The Volare is crafted from Reynolds 953 stainless steel and we spotted a prototype on the Genesis stand at the London Bike Show. The team bike will be officially unveiled on Saturday but, while the spec will be different, it will be based around the same frame.
Reynolds 953 was introduced back in 2005 and, while difficult for frame builders to manipulate, offers a superior strength-to-weight ratio which means the oversized tube profiles can be combined with thin-walled tubes to give an overall frame weight comparable to titanium. As a result, a size 54cm frame weighs in the region of 1600-1700g – but that’s still giving up a lot over the raft of sub-kilo carbon fibre frames available.

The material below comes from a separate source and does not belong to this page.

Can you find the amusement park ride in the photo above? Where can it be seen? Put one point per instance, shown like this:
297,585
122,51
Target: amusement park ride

The challenge for Genesis’ chief designer, Dom Thomas, was to craft a machine which was true to steel – comfortable and durable – but stiff enough to be ridden in some of the UK’s top races, and particularly in the city centre criteriums that dominate the domestic calendar.
As a result, the tube profiles are deliberately oversized, particularly when compared to the spindly profile of traditional steel frames, and none more so that the headtube, which is big enough to accommodate a tapered steerer.
The top tube is round at its junction with the seattube but flattens at the headtube in order to offer the maximum weld space, thereby improving front-end stiffness. Thomas says that process results in a front-end with is 180 per cent stiffer.
The downtube is also oversized and the seattube increases in diameter from 31.8mm at the top to 34mm at the bottom bracket. The Volare uses a PressFit BB86 bottom bracket shell and, out back, the chunky 24mm chainstays have also been designed to ensure maximum power transfer, while up top the Volare uses a 27.2mm seatpost to build in some comfort. Speaking of which, Thomas says that while not as comfortable as a traditional steel frame, the Volare is on a par with the titanium Equilibrium launched last year.
The Volare’s geometry has also been tweaked for racing, with input from Genesis-Madison riders and team director Roger Hammond, with the top tube an extra centimetre longer and the headtube half-a-degree steeper compared to the Equilibrium.
The Volare is still a work in progress and Thomas call this frame ‘round one’, with round two likely to have a semi-compact geometry to knock 200g or so offer the frame weight, and to leave more seatpost on show to help dampen road vibrations.
The prototype on show in London, caked in grime having undergone countless miles of road testing, was equipped with a Shimano Ultegra groupset, DT Swiss Tricon wheels shod with 24mm Continental Grand Prix tyres, PRO finishing kit and a San Marco Regale saddle, while the team bike will be kitted out with full Shimano Dura-Ace, among other upgrades.
If you want one for yourself, the Volare will cost £2200 for the frame and Easton EC90 SL fork when it hits production later this year. That’s a lot of cash, so Genesis also have a Volare made from Reynolds 931 in the pipeline, which should knock about £1,000 off the asking price.